Bonds are a special type of security. When bonds are issued, they are typically sold in bulk to an intermediary like a bank or investment company. The bank in turn sells the bonds to individuals to generate a profit. For the issuing agency, bonds can quickly raise capital on agreeable terms, and for people who buy bonds, the bonds can generate a nice return of interest, depending on the health of the economy. There are a number of different types of bond issues which can be used in fundraising, and the specific type of bond issue is usually included in a bond resolution. Bonds can be used to generate funds for everything from new streets to wars.

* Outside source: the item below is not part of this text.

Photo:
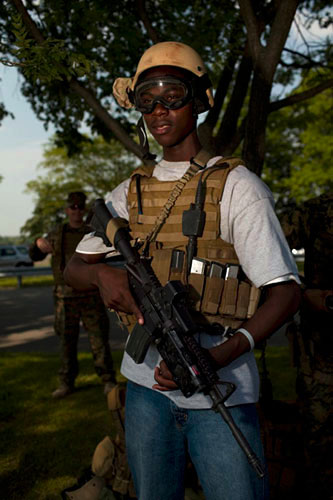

For voters, bond resolutions can be confusing at times. Often they contain misleading text or terms. For example, a bond might be labeled as the “Clean Air Bond Act,” leading voters to believe that the funds raised will be used to improve air quality. However, a close reading of the proposed bond ordinance might reveal that the funds will actually be used to support private industry which may be only tangentially related to air quality.

It is very important to read bond resolutions carefully before voting on them, and to fully understand the terms of the bond. It is a good idea to carefully examine how the funds will be used, and to see if any accountability is included in the bond resolution; for example, if a bond claims to be increasing wages for teachers, a third party organization should be able to certify a pay hike. Voters should also think about what might happen if the agency cannot sell the entire bond issue, thereby falling short of the needed funds.

In addition to being brought to a general vote, a bond resolution can also be brought to a government assembly. Such assemblies range in size from national assemblies like the United States Senate to small groups, such as a city council.